El dispositivo, activo desde hace varias semanas, permite que entre 15 y 20 petroleros transiten cada noche por un canal meridional ubicado frente a las costas de Omán. Esta vía fluvial facilita actualmente el transporte diario de unos 10 millones de barriles, cifra que en determinadas jornadas recientes ha oscilado entre los 15 y los 20 millones, recuperando parcialmente los volúmenes previos a la contienda.
La estrategia militar no se limita a proteger los cargamentos que abandonan la zona, sino que abarca también la asistencia a buques vacíos procedentes del mar Arábigo para ingresar al golfo Pérsico, atracar en puertos regionales y retornar escoltados hacia aguas abiertas. Los detalles de esta logística permanecían hasta ahora reservados.

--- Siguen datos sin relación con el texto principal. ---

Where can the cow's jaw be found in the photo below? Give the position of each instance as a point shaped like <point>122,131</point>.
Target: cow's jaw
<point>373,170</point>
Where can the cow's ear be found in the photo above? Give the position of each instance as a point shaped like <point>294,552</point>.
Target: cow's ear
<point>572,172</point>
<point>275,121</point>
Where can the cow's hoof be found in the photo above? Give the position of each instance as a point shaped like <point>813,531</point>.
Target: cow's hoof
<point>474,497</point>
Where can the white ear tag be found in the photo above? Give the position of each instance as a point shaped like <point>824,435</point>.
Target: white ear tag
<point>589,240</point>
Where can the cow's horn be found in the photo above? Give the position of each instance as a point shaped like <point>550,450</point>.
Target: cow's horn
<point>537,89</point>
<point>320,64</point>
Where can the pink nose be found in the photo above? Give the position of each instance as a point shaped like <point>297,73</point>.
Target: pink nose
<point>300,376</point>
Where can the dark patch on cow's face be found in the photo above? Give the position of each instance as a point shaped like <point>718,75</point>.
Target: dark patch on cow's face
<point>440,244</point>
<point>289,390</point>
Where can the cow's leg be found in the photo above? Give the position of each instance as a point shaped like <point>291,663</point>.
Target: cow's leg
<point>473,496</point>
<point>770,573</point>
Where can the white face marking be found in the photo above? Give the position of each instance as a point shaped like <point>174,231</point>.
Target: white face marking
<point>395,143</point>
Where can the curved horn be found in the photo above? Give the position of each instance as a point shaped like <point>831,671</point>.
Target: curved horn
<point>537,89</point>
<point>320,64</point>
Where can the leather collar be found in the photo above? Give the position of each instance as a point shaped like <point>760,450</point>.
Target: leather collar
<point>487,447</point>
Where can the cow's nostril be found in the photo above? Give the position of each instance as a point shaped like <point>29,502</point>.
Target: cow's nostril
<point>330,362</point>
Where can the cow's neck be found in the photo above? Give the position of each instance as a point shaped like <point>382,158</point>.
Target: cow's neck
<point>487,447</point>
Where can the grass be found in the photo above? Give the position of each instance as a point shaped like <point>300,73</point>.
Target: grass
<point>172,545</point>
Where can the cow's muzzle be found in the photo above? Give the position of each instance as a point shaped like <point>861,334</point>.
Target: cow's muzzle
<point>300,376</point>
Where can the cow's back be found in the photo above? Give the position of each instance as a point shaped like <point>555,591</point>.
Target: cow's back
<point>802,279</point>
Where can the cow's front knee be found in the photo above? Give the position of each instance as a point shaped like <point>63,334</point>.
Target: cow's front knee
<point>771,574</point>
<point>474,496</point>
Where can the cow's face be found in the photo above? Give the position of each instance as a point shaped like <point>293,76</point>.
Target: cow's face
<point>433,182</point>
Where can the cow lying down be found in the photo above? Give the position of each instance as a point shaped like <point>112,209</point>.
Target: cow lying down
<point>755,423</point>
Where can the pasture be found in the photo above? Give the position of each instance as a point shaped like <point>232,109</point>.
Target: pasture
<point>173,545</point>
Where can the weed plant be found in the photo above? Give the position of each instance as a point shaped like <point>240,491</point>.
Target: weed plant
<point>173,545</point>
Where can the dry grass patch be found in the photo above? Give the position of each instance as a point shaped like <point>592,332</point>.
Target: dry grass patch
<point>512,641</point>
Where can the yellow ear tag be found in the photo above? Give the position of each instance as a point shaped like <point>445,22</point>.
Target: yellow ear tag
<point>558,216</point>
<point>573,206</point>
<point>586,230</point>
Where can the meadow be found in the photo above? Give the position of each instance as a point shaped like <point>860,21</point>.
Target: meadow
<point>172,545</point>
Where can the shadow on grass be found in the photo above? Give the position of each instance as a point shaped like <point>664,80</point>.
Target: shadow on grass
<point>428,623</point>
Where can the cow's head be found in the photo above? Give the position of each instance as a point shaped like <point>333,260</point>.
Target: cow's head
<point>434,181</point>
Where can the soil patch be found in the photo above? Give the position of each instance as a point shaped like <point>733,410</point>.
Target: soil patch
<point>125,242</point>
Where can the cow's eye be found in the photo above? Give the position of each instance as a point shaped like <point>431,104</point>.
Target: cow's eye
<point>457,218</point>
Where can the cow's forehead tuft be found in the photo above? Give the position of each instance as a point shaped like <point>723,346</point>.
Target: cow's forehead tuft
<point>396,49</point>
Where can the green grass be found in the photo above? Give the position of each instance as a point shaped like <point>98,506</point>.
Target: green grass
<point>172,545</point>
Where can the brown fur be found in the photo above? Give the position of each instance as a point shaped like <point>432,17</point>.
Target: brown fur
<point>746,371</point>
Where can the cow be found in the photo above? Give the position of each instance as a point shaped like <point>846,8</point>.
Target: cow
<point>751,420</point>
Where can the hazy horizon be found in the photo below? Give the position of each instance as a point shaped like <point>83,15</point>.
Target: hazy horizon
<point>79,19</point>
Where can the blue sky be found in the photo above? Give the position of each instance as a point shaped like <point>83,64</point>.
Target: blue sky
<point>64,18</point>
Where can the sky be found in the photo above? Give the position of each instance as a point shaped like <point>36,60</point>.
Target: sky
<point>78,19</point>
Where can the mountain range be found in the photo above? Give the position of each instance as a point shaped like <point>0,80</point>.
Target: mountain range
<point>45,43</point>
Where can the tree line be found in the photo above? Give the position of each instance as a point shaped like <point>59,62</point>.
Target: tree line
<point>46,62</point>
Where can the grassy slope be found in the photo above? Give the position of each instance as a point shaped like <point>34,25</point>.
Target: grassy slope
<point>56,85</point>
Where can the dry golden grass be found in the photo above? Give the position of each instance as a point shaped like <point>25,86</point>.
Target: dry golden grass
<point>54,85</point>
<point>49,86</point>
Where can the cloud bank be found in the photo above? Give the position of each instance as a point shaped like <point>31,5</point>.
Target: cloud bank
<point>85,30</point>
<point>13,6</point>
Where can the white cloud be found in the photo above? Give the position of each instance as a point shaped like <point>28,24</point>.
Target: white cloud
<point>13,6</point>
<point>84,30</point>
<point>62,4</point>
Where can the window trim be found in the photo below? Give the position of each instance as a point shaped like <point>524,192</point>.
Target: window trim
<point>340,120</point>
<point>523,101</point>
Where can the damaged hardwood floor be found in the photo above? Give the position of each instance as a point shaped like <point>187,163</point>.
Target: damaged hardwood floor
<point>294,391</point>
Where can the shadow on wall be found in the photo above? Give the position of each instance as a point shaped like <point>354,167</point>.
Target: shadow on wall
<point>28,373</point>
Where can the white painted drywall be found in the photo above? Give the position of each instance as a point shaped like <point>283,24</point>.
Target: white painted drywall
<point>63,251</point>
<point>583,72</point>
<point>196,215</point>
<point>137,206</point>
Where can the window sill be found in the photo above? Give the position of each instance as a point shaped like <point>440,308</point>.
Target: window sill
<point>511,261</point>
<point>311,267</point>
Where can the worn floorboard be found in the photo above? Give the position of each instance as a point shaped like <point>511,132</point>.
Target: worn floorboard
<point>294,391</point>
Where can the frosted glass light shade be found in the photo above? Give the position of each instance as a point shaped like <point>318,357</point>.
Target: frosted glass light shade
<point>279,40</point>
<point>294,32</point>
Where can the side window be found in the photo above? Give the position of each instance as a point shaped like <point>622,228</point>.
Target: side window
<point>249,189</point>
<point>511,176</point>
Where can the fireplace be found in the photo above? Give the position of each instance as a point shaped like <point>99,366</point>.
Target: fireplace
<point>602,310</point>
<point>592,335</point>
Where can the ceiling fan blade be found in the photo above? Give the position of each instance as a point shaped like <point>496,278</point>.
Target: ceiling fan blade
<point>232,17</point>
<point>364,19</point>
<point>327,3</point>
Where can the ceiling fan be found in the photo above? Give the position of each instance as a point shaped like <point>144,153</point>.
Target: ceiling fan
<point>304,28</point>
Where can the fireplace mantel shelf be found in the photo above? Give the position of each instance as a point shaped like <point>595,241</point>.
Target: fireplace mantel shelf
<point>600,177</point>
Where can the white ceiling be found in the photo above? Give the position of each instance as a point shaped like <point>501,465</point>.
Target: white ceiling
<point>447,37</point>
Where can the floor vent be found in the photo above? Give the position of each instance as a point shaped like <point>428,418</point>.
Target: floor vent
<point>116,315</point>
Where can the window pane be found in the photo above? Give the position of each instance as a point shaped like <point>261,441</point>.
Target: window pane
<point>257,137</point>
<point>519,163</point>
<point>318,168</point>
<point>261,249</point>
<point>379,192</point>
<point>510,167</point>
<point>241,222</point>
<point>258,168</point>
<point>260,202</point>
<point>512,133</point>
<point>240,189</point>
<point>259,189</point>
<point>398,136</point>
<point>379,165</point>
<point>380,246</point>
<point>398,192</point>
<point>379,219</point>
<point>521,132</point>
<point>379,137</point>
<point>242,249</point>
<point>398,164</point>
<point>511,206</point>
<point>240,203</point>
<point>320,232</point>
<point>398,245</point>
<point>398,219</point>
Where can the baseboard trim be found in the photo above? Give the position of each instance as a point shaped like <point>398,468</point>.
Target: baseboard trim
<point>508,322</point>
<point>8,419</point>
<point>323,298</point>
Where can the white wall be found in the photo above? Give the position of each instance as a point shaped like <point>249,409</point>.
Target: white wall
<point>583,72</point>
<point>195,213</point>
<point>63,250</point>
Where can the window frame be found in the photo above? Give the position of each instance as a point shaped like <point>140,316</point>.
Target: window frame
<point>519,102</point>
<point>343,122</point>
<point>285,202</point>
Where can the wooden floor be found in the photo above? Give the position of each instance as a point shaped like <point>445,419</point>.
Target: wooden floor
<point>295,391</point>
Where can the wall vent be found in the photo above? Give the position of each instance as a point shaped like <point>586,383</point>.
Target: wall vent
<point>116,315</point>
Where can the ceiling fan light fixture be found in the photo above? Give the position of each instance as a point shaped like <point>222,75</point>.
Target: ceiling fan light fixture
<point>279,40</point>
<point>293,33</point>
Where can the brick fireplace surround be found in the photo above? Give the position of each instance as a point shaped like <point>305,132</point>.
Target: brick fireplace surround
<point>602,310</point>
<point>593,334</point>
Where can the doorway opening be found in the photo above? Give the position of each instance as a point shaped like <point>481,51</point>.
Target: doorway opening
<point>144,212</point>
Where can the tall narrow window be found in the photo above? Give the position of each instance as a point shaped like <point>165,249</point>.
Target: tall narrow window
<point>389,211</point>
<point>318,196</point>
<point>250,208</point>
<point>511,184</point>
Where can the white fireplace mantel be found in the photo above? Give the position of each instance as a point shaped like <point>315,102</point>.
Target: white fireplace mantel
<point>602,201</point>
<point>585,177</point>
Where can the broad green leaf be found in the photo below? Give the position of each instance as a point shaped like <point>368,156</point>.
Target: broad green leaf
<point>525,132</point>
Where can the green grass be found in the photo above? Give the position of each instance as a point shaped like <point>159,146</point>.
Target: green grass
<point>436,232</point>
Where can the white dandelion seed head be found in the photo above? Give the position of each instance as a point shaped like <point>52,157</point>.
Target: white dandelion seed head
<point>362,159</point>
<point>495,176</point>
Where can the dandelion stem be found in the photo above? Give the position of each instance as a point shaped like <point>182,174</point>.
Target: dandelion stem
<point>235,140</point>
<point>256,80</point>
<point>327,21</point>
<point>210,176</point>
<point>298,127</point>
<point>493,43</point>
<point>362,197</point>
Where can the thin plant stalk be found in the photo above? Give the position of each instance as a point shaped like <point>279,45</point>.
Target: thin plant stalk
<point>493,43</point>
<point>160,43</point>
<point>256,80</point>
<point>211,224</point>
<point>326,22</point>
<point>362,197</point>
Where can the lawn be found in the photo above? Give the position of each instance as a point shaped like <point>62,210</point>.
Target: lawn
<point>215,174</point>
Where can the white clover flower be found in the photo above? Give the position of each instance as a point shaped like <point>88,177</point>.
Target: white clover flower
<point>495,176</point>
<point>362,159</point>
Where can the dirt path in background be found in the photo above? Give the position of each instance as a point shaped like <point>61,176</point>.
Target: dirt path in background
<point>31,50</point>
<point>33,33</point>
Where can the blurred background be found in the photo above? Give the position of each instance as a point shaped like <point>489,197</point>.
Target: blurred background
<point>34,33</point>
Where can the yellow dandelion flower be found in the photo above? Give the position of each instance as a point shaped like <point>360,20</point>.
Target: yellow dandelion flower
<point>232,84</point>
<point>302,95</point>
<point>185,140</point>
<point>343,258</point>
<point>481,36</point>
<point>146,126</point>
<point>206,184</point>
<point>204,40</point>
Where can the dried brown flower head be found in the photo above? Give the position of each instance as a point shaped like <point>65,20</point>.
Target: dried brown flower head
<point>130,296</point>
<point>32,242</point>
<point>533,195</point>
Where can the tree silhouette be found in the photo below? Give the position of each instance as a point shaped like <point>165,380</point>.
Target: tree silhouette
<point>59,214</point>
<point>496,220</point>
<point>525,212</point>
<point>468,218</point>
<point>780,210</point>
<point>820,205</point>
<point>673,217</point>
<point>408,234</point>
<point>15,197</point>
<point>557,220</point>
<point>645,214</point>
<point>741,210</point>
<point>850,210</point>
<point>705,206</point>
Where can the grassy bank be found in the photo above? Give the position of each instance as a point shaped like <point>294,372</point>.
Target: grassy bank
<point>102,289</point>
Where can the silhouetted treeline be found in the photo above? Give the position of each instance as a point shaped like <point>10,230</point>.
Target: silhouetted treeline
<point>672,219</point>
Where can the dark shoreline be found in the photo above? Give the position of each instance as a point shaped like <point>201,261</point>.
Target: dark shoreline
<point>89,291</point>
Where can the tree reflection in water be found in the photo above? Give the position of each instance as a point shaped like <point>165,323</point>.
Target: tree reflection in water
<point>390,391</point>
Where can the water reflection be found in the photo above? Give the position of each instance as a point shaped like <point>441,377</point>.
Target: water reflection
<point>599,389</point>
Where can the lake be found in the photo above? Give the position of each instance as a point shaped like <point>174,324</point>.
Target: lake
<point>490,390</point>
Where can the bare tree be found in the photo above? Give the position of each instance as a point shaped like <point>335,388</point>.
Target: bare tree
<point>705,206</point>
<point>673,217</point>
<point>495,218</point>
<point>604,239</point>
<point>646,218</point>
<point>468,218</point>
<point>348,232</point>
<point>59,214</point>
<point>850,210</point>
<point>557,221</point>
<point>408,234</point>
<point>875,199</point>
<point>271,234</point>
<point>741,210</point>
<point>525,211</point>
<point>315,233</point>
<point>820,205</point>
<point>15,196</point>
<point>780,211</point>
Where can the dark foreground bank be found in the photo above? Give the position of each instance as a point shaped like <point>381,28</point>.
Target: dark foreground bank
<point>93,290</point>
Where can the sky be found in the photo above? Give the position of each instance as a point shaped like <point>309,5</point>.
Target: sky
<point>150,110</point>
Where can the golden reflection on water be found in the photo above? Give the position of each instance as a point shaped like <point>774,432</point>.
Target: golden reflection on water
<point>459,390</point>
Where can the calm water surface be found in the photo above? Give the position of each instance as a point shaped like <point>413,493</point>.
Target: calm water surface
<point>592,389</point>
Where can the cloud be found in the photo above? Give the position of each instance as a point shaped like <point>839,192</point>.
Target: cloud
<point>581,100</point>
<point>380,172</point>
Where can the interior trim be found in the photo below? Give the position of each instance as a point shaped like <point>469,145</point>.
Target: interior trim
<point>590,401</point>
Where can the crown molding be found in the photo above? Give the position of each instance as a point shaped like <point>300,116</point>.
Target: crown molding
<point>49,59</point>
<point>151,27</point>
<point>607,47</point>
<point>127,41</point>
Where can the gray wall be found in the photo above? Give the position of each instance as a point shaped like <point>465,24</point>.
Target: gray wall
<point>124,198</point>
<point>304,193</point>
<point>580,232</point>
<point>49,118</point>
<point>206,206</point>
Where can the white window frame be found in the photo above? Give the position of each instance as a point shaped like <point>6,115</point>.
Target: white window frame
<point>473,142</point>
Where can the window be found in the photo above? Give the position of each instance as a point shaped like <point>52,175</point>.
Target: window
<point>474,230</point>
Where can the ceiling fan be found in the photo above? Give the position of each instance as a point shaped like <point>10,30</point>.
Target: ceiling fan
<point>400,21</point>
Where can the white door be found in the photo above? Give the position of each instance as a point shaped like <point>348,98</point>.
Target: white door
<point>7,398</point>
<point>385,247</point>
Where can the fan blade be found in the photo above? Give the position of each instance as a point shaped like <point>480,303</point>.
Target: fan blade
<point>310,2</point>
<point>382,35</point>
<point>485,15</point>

El operativo es coordinado desde una fuerza de tarea con base en Fort Bragg, Carolina del Norte, en estrecha colaboración con administraciones aliadas del Golfo para estructurar las rutas diarias. Los buques se organizan en convoyes bajo estrictas ventanas horarias y reciben directrices directas del Pentágono, mientras cazáticos de la Fuerza Aérea patrullan el espacio aéreo para disuadir cualquier potencial ataque desde territorio iraní.